Après un afflux de patients ce week-end, au centre hospitalier de Brive, liés au Covid-19 et à la période hivernale, le niveau 2 du plan blanc a été activé. La déprogrammation d'interventions est à l'étude. Les syndicats s'inquiètent pour le personnel.

Le début de la période hivernale est toujours synonyme d'une plus forte affluence pour les hôpitaux. En cette fin novembre, l'épidémie de Covid-19 qui repart bien à la hausse en Limousin n'arrange rien.

Samedi 20 novembre, 130 personnes ont débarqué aux urgences du Centre hospitalier de Brive. Soit à 40 patients de plus qu'un samedi ordinaire selon la direction.

Cette dernière a donc décidé d'activer le niveau 2 du plan blanc. Ce plan permet notamment la déprogrammation des opérations chirurgicales non urgentes, le rappel du personnel volontaire soignant et administratif pour déployer des capacités supplémentaires de prise en charge. Il avait déjà été déclenché sur tout le territoire en mars 2020 puis en août dernier en Nouvelle-Aquitaine.
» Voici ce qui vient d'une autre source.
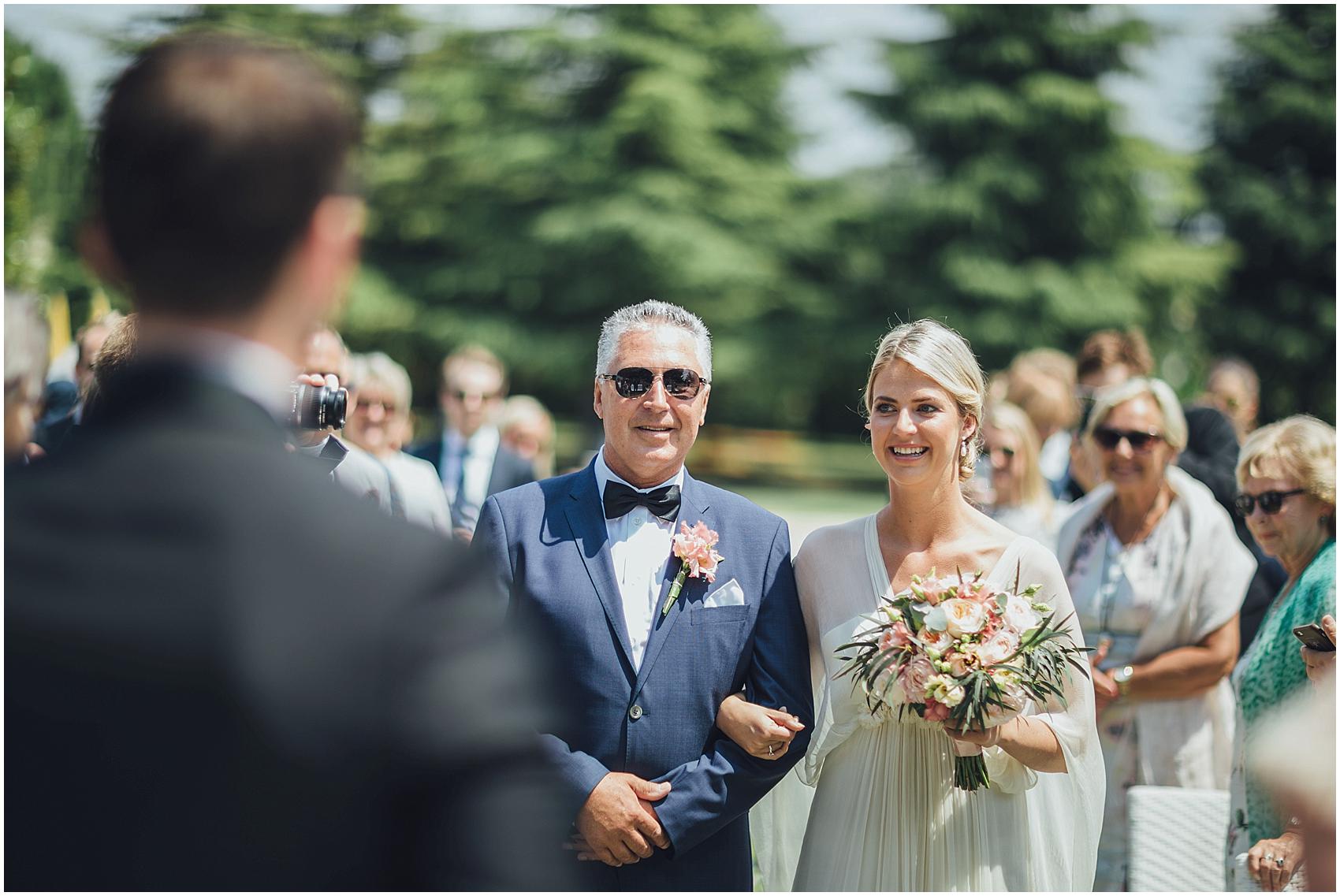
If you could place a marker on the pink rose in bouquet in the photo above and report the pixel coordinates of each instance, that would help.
(962, 652)
(914, 678)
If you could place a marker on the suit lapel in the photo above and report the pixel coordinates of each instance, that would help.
(586, 517)
(692, 507)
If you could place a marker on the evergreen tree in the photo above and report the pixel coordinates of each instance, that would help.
(1022, 217)
(44, 158)
(542, 177)
(1271, 180)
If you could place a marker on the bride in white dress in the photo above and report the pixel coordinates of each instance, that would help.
(884, 815)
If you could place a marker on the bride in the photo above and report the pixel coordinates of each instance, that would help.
(884, 815)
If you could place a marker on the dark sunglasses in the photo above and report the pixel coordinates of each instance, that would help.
(635, 382)
(463, 396)
(1110, 438)
(1269, 501)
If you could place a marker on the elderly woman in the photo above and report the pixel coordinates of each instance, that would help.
(1286, 477)
(379, 392)
(1022, 501)
(1158, 576)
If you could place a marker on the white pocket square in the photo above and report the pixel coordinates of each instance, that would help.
(729, 595)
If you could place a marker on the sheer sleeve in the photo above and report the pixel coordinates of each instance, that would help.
(1066, 809)
(826, 584)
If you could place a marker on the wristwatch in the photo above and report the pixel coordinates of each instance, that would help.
(1122, 678)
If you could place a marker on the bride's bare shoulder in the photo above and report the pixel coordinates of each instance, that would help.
(826, 540)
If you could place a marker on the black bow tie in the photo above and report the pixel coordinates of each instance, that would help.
(662, 503)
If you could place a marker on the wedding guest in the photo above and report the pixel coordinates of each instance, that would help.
(1234, 389)
(1210, 455)
(53, 433)
(657, 796)
(381, 392)
(1156, 578)
(26, 336)
(1022, 501)
(348, 465)
(1041, 383)
(245, 679)
(527, 429)
(468, 454)
(1301, 781)
(1288, 481)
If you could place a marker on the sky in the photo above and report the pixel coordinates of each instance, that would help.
(1166, 99)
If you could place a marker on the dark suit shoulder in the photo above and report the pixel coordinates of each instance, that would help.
(737, 504)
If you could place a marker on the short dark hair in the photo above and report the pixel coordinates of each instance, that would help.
(1110, 348)
(212, 154)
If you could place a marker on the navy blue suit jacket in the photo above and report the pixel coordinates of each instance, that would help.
(549, 545)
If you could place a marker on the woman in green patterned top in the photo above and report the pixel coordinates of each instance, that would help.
(1286, 476)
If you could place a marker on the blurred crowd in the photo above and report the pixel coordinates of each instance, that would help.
(1198, 548)
(1194, 544)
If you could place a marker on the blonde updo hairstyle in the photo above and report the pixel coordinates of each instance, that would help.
(945, 356)
(1299, 448)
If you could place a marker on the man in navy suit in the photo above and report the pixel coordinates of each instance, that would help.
(657, 793)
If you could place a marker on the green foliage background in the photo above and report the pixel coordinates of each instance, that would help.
(524, 182)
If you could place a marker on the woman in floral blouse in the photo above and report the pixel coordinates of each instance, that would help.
(1286, 476)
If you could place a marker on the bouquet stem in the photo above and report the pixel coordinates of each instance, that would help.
(970, 771)
(969, 766)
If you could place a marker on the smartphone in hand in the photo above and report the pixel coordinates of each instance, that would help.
(1315, 638)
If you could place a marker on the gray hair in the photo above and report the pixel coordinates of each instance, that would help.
(26, 343)
(378, 369)
(646, 316)
(1174, 421)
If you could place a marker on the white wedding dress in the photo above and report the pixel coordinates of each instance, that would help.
(884, 815)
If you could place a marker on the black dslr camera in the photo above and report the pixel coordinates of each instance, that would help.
(317, 407)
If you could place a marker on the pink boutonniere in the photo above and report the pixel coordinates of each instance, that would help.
(697, 559)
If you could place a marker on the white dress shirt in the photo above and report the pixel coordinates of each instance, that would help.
(478, 469)
(639, 545)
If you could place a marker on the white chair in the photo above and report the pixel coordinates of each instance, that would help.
(1175, 838)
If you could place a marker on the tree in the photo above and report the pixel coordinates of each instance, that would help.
(1271, 178)
(1022, 217)
(542, 177)
(44, 158)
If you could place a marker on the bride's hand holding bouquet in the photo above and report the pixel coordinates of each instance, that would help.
(960, 651)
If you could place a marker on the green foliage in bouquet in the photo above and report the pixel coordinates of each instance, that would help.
(993, 681)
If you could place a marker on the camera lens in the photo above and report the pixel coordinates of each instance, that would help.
(318, 407)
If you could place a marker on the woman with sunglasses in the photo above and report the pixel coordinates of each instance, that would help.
(1286, 477)
(1022, 501)
(1158, 576)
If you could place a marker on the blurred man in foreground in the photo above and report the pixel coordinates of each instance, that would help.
(248, 679)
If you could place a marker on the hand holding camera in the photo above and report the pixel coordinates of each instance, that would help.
(318, 407)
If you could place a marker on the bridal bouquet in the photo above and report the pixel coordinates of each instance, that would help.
(958, 650)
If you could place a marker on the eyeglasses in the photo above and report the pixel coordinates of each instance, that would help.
(463, 396)
(1110, 438)
(1269, 501)
(635, 382)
Il faut s'organiser au mieux, à la fois pour accueillir au mieux les patients et pour préserver l'ensemble du personnel au service des patients.

Jean-Baptiste Dehaine, directeur adjoint CH de Brive.
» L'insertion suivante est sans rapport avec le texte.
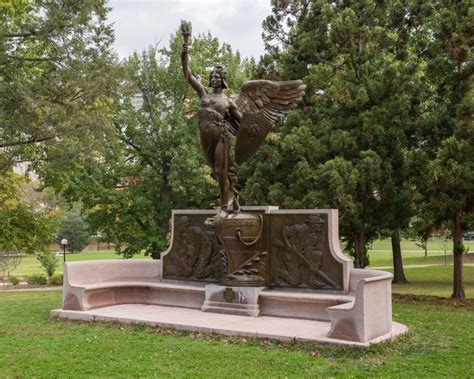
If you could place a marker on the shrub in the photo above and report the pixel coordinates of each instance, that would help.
(56, 280)
(14, 280)
(48, 262)
(37, 279)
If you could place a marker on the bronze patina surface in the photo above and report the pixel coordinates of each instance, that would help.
(300, 253)
(254, 248)
(249, 117)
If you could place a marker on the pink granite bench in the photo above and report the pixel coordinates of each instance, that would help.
(96, 284)
(369, 314)
(362, 314)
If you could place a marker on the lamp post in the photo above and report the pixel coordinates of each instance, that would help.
(64, 243)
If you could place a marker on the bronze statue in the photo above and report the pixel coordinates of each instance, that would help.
(250, 117)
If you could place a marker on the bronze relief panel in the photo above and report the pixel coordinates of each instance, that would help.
(300, 253)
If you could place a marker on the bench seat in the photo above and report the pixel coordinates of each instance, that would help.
(97, 284)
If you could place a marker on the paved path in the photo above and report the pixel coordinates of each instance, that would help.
(416, 266)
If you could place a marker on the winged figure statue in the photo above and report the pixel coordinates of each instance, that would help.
(249, 117)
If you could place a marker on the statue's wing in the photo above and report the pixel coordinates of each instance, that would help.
(262, 103)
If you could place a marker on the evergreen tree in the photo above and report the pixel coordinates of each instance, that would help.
(444, 157)
(347, 148)
(75, 230)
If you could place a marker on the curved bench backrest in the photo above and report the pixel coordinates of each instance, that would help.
(104, 270)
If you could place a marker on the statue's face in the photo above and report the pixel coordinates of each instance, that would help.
(215, 80)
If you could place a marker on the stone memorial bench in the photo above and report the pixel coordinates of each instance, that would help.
(96, 284)
(297, 304)
(369, 314)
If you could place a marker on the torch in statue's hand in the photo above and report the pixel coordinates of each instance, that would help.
(186, 30)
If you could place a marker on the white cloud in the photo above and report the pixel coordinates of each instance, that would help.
(141, 23)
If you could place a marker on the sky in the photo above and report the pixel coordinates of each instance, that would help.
(141, 23)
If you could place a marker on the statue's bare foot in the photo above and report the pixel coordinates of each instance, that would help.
(222, 213)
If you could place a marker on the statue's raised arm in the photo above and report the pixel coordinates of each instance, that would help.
(186, 32)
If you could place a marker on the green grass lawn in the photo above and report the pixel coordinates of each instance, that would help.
(434, 281)
(29, 264)
(439, 344)
(380, 255)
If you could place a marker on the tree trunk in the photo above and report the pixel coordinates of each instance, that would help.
(359, 247)
(398, 273)
(458, 249)
(155, 251)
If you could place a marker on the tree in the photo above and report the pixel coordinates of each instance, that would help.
(8, 262)
(445, 151)
(23, 229)
(75, 230)
(348, 148)
(57, 75)
(157, 166)
(48, 262)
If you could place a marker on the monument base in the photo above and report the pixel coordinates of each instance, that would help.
(241, 301)
(312, 294)
(193, 320)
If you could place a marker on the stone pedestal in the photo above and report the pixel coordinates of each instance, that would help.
(242, 301)
(261, 246)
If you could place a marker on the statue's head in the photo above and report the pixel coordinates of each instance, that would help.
(184, 222)
(217, 77)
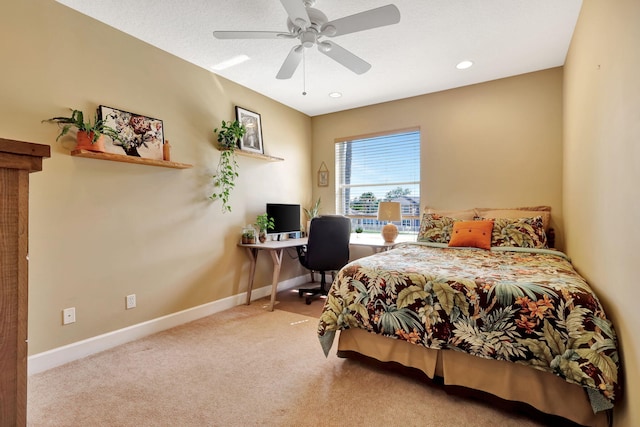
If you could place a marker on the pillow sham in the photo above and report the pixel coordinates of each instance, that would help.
(519, 232)
(514, 213)
(476, 234)
(435, 228)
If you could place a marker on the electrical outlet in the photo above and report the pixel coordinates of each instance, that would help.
(68, 315)
(131, 301)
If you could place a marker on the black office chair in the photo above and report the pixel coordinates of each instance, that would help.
(327, 250)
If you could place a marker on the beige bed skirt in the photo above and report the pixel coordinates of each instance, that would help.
(542, 390)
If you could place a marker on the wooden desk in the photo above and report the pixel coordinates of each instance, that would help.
(275, 248)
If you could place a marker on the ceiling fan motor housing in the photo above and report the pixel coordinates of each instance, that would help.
(309, 35)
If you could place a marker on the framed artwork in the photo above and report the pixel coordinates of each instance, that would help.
(252, 139)
(323, 176)
(141, 136)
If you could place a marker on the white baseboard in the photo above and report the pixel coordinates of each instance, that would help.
(59, 356)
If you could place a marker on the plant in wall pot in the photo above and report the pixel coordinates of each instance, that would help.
(89, 135)
(224, 180)
(311, 213)
(248, 235)
(264, 223)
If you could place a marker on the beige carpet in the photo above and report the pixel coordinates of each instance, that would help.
(243, 367)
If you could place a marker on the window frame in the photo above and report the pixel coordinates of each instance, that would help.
(410, 215)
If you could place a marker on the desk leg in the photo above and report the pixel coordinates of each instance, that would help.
(253, 256)
(276, 256)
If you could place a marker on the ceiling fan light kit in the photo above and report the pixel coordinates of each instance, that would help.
(309, 25)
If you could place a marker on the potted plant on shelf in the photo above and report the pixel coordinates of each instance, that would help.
(248, 235)
(89, 135)
(311, 213)
(264, 223)
(224, 180)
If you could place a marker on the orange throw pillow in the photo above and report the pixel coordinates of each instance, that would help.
(475, 234)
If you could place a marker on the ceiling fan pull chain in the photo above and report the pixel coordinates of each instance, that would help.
(304, 74)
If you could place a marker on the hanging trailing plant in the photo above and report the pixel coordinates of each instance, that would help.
(224, 179)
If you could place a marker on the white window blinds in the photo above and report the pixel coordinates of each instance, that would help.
(379, 168)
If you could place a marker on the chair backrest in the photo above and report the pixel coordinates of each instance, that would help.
(328, 244)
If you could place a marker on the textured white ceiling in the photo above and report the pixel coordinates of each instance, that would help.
(502, 37)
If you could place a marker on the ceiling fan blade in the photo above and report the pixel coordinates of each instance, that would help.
(290, 63)
(297, 12)
(344, 57)
(374, 18)
(252, 35)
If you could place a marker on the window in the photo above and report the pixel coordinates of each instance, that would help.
(379, 168)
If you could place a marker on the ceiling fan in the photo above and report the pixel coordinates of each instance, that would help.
(310, 25)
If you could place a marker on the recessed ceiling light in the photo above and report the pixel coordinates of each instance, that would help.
(230, 62)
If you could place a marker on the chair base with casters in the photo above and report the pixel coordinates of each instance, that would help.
(312, 293)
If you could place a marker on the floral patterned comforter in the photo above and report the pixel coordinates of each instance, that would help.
(526, 306)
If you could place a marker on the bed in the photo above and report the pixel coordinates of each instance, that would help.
(495, 310)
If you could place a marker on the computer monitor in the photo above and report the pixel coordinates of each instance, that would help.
(286, 217)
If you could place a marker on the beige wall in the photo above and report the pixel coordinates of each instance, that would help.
(102, 230)
(602, 171)
(494, 144)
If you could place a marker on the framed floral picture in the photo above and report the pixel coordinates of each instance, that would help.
(141, 136)
(252, 139)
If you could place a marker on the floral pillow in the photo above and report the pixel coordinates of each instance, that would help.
(519, 232)
(435, 228)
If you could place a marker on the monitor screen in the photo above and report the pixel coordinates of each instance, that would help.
(286, 218)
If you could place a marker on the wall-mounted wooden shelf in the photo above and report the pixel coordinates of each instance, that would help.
(258, 156)
(129, 159)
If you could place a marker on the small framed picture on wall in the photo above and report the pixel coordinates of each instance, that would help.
(252, 139)
(323, 176)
Le directeur adjoint reconnaît que "le personnel est déjà bien fatigué après une crise sanitaire qui dure". Ce mardi 23 novembre, le taux d'incidence reste à 151 personnes touchées pour 100 000, en Corrèze, en-dessous de la moyenne régionale de 191. Trente-huit personnes sont hospitalisées dans le département, toutes à Brive. Le chiffre a brusquement doublé la semaine dernière.   

Manque d'agents

Les syndicats CFDT et FO s'inquiètent de cette situation et continuent de tirer la sonnette d'alarme sur le manque de bras pour faire face à l'afflux de patients.

Le plan blanc change rien par rapport à la situation qui est catastrophique. Le plan permet de rappeler du monde. La direction se protège car elle n'a pas de moyens.
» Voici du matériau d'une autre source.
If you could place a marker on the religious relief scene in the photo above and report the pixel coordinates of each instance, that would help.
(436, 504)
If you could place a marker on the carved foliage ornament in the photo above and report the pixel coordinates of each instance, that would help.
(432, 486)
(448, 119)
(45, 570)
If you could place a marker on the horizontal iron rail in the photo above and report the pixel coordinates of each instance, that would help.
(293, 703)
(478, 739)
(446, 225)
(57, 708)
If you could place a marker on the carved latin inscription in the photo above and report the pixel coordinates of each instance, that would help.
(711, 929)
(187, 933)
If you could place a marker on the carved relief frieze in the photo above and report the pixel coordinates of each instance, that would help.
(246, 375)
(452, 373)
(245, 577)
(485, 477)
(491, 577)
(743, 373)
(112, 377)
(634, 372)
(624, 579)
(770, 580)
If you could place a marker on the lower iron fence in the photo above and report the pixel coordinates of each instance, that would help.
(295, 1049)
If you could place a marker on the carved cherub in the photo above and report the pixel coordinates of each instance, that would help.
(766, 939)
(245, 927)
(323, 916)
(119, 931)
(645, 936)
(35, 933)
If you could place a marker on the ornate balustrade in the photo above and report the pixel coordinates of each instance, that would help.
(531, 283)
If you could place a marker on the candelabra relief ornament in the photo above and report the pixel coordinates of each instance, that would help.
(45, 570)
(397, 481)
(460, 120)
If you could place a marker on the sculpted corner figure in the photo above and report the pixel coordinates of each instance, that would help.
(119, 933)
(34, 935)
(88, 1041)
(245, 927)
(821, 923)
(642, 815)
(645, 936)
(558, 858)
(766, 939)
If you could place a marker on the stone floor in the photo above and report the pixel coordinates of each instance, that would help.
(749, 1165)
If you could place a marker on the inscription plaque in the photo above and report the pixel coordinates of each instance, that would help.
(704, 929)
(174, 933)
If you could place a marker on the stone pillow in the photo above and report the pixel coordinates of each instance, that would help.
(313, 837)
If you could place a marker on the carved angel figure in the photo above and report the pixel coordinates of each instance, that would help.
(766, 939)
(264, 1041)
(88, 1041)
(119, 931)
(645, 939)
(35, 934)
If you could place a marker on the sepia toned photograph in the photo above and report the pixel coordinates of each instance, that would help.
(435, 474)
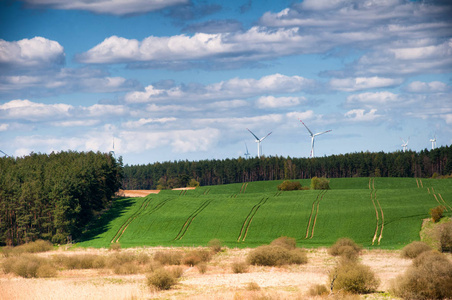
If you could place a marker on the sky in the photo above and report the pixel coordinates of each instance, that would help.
(165, 80)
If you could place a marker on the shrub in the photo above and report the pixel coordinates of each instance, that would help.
(161, 279)
(46, 270)
(320, 183)
(429, 277)
(437, 213)
(168, 257)
(289, 186)
(318, 290)
(252, 286)
(202, 267)
(286, 242)
(214, 245)
(345, 247)
(413, 249)
(353, 277)
(115, 246)
(239, 267)
(444, 232)
(271, 255)
(127, 268)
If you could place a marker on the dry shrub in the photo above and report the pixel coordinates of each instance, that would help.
(318, 290)
(270, 255)
(168, 257)
(194, 257)
(161, 279)
(444, 233)
(202, 268)
(345, 247)
(115, 247)
(127, 268)
(353, 277)
(429, 277)
(252, 286)
(414, 249)
(26, 266)
(437, 213)
(46, 270)
(239, 267)
(215, 245)
(286, 242)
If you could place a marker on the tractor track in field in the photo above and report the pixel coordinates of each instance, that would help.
(190, 219)
(315, 207)
(380, 217)
(249, 218)
(126, 224)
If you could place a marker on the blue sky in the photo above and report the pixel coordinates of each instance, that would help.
(183, 79)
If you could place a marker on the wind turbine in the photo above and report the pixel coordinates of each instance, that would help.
(258, 141)
(433, 142)
(405, 144)
(246, 153)
(313, 137)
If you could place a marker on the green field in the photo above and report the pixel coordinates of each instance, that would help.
(382, 213)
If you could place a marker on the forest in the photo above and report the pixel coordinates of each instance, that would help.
(426, 163)
(53, 197)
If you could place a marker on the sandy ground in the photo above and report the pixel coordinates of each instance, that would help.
(219, 282)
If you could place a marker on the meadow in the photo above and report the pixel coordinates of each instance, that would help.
(378, 213)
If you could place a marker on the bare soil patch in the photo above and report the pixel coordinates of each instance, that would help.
(218, 282)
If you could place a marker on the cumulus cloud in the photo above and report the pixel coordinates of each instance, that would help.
(360, 115)
(278, 102)
(373, 99)
(233, 88)
(362, 83)
(37, 52)
(114, 7)
(427, 87)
Célia Legeard, secrétaire FO santé 19.

Selon FO, "avec le Covid, la fin d'année va être très compliquée. Il manque près de 80 agents (sur 1172) dans tous les services et la seule issue est la fermeture de lits. Mais quand on ferme des lits, on ne rentre pas d'argent. Le serpent se mord la queue".

Concernant les déprogrammations d'interventions chirurgicales non urgentes, les agents et les patients en sauront plus vendredi. Des discussions sont toujours en cours entre les chefs de service.

Par le passé, le plan blanc a été déclenché à l'occasion d'épidémies de grippe en 2017 au niveau national, de gastro-entérite en 2005 sur 6 départements et de la canicule en 2003.